Regierung weist Staudammprojekt in der Region Aysén zurück

  • Von Jürgen Vogt, Buenos Aires
  • Lesedauer: 3 Min.
Umweltschäden und Umsiedlungen - viele Chilenen fürchteten die Folgen des HidroAysén-Projekts. Die Regierung stoppte es nun.

Türkisblau ziehen sich die Flüsse durch die patagonisch-chilenische Provinz Aysén. Rau ist das Klima, Hitze im kurzen Sommer, bittere Kälte im langen Winter. Die Landwirtschaft ist Knochenarbeit, Industrie Fehlanzeige, die Abhängigkeit von den staatlichen Arbeitsplätzen ist groß. Verlockend waren das Angebot neuer Jobs beim Staudammbau und das Versprechen vom billigen Strom. Doch die Mehrheit von Ayséns Bevölkerung wollte trotzdem nie, dass ihre Flüsse gestaut und ihre Täler überflutet werden.

Jahrelang währte der Kampf gegen das Megaprojekt. Bis am Dienstag Chiles Umweltminister Pablo Badenier die gute Nachricht verkündete: »Das Wasserkraftprojekt HidroAysén ist hiermit zurückgewiesen.« Zuvor hatten die sechs zuständigen Minister die bereits ausgestellte Umweltverträglichkeitsbescheinigung für das geplante Großprojekt im Süden des Landes einstimmig zurückgezogen. Stattdessen gaben sie den 35 Beschwerden von Einzelpersonen und Umweltorganisationen gegen das Vorhaben statt.

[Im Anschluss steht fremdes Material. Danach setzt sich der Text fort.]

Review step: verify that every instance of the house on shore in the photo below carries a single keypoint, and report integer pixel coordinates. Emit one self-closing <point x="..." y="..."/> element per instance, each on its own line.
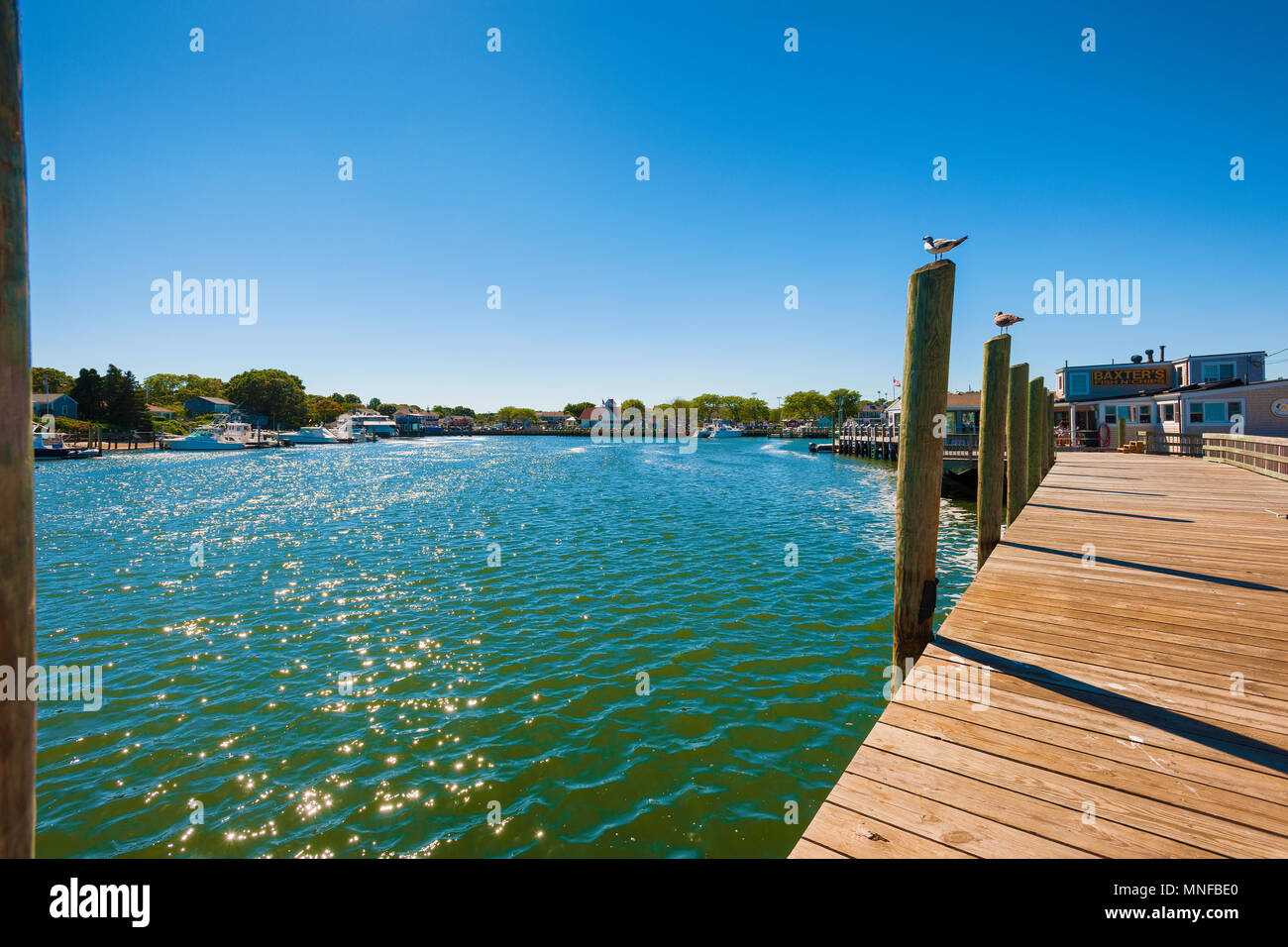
<point x="207" y="405"/>
<point x="1186" y="395"/>
<point x="55" y="405"/>
<point x="962" y="412"/>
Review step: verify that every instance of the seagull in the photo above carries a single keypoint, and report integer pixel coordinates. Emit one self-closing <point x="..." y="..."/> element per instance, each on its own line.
<point x="1004" y="320"/>
<point x="939" y="247"/>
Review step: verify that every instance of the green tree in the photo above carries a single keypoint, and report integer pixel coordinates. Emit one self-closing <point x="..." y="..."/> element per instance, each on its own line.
<point x="175" y="389"/>
<point x="89" y="394"/>
<point x="51" y="380"/>
<point x="806" y="406"/>
<point x="752" y="410"/>
<point x="708" y="406"/>
<point x="326" y="410"/>
<point x="846" y="399"/>
<point x="270" y="392"/>
<point x="516" y="415"/>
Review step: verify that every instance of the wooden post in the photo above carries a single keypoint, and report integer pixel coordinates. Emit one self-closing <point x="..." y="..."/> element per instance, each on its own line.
<point x="17" y="527"/>
<point x="992" y="444"/>
<point x="1050" y="431"/>
<point x="1037" y="444"/>
<point x="1017" y="441"/>
<point x="921" y="455"/>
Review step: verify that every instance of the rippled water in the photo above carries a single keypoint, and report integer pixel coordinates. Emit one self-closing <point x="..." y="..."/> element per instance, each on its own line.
<point x="510" y="690"/>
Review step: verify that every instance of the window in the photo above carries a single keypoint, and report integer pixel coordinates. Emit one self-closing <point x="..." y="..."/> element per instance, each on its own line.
<point x="1218" y="371"/>
<point x="1214" y="411"/>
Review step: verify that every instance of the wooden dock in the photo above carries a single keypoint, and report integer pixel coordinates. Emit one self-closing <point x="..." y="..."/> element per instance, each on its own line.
<point x="1136" y="703"/>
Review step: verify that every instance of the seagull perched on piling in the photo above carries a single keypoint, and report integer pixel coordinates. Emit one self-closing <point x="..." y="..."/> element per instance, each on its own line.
<point x="940" y="247"/>
<point x="1004" y="320"/>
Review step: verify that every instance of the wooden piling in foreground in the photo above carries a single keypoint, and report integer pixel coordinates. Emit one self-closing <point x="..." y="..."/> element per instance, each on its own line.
<point x="992" y="445"/>
<point x="1037" y="444"/>
<point x="1050" y="431"/>
<point x="921" y="455"/>
<point x="17" y="530"/>
<point x="1017" y="441"/>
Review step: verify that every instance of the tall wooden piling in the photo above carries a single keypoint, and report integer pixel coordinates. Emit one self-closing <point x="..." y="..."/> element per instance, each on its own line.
<point x="17" y="544"/>
<point x="1050" y="431"/>
<point x="992" y="445"/>
<point x="1037" y="444"/>
<point x="921" y="455"/>
<point x="1017" y="441"/>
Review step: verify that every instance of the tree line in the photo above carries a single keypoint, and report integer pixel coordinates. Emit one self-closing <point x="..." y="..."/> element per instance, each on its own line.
<point x="119" y="399"/>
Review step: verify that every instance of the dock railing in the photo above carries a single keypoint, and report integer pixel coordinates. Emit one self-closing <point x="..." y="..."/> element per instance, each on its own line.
<point x="883" y="441"/>
<point x="1263" y="455"/>
<point x="1172" y="444"/>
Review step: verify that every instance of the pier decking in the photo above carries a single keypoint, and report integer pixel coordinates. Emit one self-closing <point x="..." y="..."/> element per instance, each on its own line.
<point x="1134" y="705"/>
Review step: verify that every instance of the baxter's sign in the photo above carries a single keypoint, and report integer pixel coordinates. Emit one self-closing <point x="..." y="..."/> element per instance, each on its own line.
<point x="1106" y="377"/>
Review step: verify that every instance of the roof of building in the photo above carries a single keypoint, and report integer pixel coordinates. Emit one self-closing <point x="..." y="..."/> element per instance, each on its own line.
<point x="1162" y="363"/>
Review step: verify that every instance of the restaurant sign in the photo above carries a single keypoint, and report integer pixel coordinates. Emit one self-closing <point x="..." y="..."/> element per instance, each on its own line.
<point x="1107" y="377"/>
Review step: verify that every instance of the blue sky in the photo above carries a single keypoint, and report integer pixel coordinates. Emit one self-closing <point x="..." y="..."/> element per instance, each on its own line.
<point x="768" y="169"/>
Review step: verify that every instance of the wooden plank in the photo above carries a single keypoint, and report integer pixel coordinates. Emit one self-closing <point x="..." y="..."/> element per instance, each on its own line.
<point x="1151" y="684"/>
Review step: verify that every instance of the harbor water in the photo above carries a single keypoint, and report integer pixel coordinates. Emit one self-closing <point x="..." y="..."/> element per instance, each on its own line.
<point x="463" y="646"/>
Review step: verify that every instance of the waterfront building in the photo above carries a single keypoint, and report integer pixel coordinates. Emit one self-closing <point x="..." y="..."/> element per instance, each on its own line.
<point x="55" y="405"/>
<point x="962" y="412"/>
<point x="207" y="405"/>
<point x="1185" y="395"/>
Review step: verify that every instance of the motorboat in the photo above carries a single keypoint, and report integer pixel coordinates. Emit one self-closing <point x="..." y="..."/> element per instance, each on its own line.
<point x="316" y="434"/>
<point x="369" y="425"/>
<point x="228" y="437"/>
<point x="50" y="446"/>
<point x="720" y="431"/>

Vor dem Sitzungsgebäude in Chiles Hauptstadt Santiago lagen sich die ProjektgegnerInnen vor Freude jubelnd und weinend in den Armen, ganz Aysén atmete erleichtert auf. Kein Vorhaben hatte das Umweltbewusstsein der chilenischen Bevölkerung und den Umgang mit den natürlichen Ressourcen in den vergangenen vier Jahren so stark verändert und geprägt wie »HidroAysén«. Im Mai 2011 kam es zur ersten großen Umweltdemonstration des Landes, bei der rund 100 000 Teilnehmer in der Hauptstadt Santiago das Ende der Planungen für das Projekt sowie den Erhalt von Natur und Wasser einforderten.

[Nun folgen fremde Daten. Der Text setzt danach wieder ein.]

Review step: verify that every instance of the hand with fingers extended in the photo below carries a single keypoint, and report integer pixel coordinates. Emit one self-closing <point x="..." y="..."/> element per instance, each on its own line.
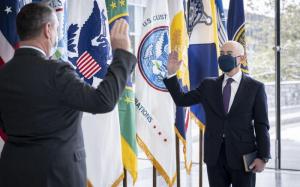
<point x="119" y="35"/>
<point x="258" y="165"/>
<point x="173" y="63"/>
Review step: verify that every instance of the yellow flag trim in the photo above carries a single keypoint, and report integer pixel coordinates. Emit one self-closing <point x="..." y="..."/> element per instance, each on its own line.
<point x="170" y="181"/>
<point x="129" y="159"/>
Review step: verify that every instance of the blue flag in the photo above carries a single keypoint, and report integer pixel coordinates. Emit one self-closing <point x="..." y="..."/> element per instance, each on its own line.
<point x="236" y="26"/>
<point x="203" y="48"/>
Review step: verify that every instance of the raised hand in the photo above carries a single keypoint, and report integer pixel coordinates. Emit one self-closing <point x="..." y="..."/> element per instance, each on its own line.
<point x="258" y="165"/>
<point x="173" y="63"/>
<point x="119" y="35"/>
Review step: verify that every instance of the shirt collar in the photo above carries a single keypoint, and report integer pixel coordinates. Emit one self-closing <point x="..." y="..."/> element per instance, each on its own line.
<point x="237" y="77"/>
<point x="32" y="47"/>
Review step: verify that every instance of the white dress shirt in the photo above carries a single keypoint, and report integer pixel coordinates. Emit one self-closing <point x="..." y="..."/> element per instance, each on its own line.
<point x="32" y="47"/>
<point x="234" y="86"/>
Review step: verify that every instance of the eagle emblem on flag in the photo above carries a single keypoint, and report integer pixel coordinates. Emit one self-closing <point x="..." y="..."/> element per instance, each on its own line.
<point x="88" y="46"/>
<point x="153" y="57"/>
<point x="197" y="15"/>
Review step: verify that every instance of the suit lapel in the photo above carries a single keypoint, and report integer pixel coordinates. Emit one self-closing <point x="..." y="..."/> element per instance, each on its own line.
<point x="238" y="96"/>
<point x="220" y="95"/>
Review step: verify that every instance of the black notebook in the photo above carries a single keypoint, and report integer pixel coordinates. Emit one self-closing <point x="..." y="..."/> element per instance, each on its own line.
<point x="248" y="160"/>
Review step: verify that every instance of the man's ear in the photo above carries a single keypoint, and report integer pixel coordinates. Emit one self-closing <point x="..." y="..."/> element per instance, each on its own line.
<point x="243" y="59"/>
<point x="47" y="30"/>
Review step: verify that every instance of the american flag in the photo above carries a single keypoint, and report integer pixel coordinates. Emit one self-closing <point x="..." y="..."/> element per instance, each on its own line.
<point x="87" y="65"/>
<point x="9" y="39"/>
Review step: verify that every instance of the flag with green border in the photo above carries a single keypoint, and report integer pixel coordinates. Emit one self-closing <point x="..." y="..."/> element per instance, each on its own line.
<point x="117" y="10"/>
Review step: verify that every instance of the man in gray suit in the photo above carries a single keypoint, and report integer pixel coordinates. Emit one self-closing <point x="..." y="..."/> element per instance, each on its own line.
<point x="41" y="104"/>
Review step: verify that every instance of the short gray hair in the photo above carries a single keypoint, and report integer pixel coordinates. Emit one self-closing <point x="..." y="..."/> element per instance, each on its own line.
<point x="32" y="18"/>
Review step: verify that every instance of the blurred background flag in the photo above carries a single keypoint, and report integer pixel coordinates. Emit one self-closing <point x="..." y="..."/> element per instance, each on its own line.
<point x="155" y="111"/>
<point x="236" y="26"/>
<point x="203" y="48"/>
<point x="9" y="39"/>
<point x="221" y="23"/>
<point x="117" y="10"/>
<point x="179" y="43"/>
<point x="89" y="51"/>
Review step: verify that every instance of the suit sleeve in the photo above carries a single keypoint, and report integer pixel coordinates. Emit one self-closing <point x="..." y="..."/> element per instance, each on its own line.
<point x="1" y="122"/>
<point x="261" y="123"/>
<point x="180" y="98"/>
<point x="76" y="94"/>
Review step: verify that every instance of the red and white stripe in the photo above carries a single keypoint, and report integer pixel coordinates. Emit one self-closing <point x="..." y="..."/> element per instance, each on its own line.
<point x="87" y="66"/>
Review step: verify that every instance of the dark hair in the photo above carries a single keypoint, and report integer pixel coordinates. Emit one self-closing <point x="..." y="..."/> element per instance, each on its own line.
<point x="32" y="18"/>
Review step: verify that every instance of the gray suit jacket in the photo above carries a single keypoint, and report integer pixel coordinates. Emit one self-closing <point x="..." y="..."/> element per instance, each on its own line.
<point x="40" y="110"/>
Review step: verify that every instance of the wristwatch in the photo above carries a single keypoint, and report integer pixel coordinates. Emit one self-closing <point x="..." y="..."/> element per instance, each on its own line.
<point x="266" y="160"/>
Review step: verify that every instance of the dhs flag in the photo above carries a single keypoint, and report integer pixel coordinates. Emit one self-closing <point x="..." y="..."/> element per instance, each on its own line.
<point x="236" y="26"/>
<point x="9" y="39"/>
<point x="179" y="43"/>
<point x="203" y="49"/>
<point x="89" y="51"/>
<point x="116" y="11"/>
<point x="155" y="112"/>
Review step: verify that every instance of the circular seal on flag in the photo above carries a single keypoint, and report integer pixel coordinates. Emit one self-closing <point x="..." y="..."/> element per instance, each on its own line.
<point x="153" y="57"/>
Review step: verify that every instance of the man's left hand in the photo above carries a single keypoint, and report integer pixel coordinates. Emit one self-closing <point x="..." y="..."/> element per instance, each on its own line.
<point x="258" y="165"/>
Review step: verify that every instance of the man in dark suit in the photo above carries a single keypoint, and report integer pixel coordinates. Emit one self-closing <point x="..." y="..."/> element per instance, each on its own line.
<point x="41" y="102"/>
<point x="236" y="118"/>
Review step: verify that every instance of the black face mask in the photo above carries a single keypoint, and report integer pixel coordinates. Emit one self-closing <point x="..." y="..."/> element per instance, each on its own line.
<point x="227" y="63"/>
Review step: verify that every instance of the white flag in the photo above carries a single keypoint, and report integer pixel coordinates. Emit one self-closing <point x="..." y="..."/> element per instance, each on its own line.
<point x="90" y="53"/>
<point x="155" y="112"/>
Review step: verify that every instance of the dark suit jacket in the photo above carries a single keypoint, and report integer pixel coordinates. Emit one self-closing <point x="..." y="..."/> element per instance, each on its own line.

Das Projekt »HidroAysén« sah den Bau von insgesamt fünf Staudämmen und ebenso vielen Wasserkraftwerken vor. Durch die Aufstauung der Flüsse Baker und Pascua wären knapp 6000 Hektar Land überflutet worden. Mit einer 2000 Kilometer langen Hochspannungstrasse sollte der Strom aus dem Süden in die dicht besiedelte Landesmitte geleitet werden. »HidroAysén« sollte mit einer Leistung von 2750 Megawatt 20 Prozent des geschätzten zukünftigen Strombedarfs des Landes decken. Der Bauherr, das spanisch-chilenische Konsortium Endesa-Colbún hatte die Kosten zunächst auf 3,2 Milliarden US-Dollar veranschlagt. Ab 2019 sollte der erste Strom geliefert werden, 2025 sollte das letzte der fünf Kraftwerke ans Netz gehen.

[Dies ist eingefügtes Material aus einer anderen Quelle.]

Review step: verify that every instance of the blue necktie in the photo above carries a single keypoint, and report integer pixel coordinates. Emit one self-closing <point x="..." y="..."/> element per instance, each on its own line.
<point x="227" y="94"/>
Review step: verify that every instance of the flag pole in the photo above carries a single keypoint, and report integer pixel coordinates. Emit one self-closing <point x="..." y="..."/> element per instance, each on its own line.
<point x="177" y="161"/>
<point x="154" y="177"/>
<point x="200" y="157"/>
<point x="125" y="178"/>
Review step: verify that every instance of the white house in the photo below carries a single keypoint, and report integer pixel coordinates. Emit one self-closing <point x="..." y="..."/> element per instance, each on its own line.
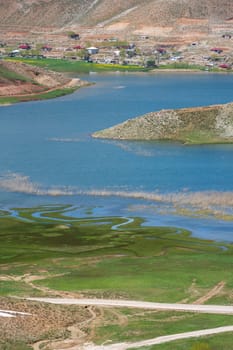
<point x="92" y="50"/>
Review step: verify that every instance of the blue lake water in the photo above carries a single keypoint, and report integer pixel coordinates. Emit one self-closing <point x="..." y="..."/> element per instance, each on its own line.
<point x="48" y="156"/>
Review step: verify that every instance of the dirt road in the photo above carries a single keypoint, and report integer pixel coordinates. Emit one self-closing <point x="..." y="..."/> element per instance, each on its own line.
<point x="213" y="309"/>
<point x="158" y="340"/>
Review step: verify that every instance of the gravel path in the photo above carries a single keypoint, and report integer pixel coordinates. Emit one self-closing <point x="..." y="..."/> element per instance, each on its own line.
<point x="158" y="340"/>
<point x="213" y="309"/>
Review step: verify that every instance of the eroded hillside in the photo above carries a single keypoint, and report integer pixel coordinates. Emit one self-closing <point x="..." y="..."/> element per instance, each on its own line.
<point x="168" y="20"/>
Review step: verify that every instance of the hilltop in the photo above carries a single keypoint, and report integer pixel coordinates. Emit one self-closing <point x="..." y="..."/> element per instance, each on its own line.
<point x="211" y="124"/>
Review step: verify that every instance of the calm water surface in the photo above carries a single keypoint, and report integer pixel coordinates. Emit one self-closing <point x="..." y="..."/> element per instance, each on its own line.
<point x="47" y="149"/>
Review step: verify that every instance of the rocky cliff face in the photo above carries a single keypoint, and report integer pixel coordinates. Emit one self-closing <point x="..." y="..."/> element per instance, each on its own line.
<point x="189" y="125"/>
<point x="169" y="18"/>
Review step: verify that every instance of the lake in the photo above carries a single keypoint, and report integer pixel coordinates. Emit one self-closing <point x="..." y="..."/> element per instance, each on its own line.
<point x="48" y="156"/>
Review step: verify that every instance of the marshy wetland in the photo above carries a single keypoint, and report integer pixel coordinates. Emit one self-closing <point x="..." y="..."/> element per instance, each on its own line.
<point x="91" y="218"/>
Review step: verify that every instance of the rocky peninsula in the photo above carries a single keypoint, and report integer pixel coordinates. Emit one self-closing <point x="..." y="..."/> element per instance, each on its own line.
<point x="209" y="124"/>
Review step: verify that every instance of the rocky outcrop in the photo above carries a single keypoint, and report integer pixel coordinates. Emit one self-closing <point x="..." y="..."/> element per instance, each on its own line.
<point x="189" y="125"/>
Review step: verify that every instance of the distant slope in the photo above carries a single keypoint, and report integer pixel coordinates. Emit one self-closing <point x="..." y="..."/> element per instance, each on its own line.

Die Umweltverträglichkeit des Projekts war Endesa-Colbún in einer mehr als umstrittenen Entscheidung der Umweltkommission der Provinzhauptstadt Coyhaique im Mai 2011 bescheinigt worden. Die Entscheidung versetzte wenig später die gesamte Region in Aufruhr und mündete schließlich in ein zähes juristisches und politisches Tauziehen.

Die Aysén-Region ist eines der wasserreichsten Gebiete im südamerikanischen Patagonien. Chiles neoliberales Wasserrecht erlaubt privaten Unternehmen den Besitz und die Nutzung von Wasser in Bächen und Flüssen, auch ohne Eigentümer des Bodens zu sein, durch den dieses Wasser fließt. In Patagonien befinden sich die Nutzungsrechte für Wasser in den Händen privater Großunternehmen.

Das Betreiberkonsortiums hat nun 30 Tage Zeit, um beim Umweltgericht in Valdivia Berufung gegen die Entscheidung einzulegen, in letzter Instanz kann es den Obersten Gerichtshof anrufen. Dennoch wird das Projekt mit der jetzigen Regierung wohl nicht zu machen sein: Präsidentin Michelle Bachelet hatte bereits vor ihren Amtsantritt im März 2014 angemahnt, dass das Projekt in der geplanten Weise nicht umsetzbar sei.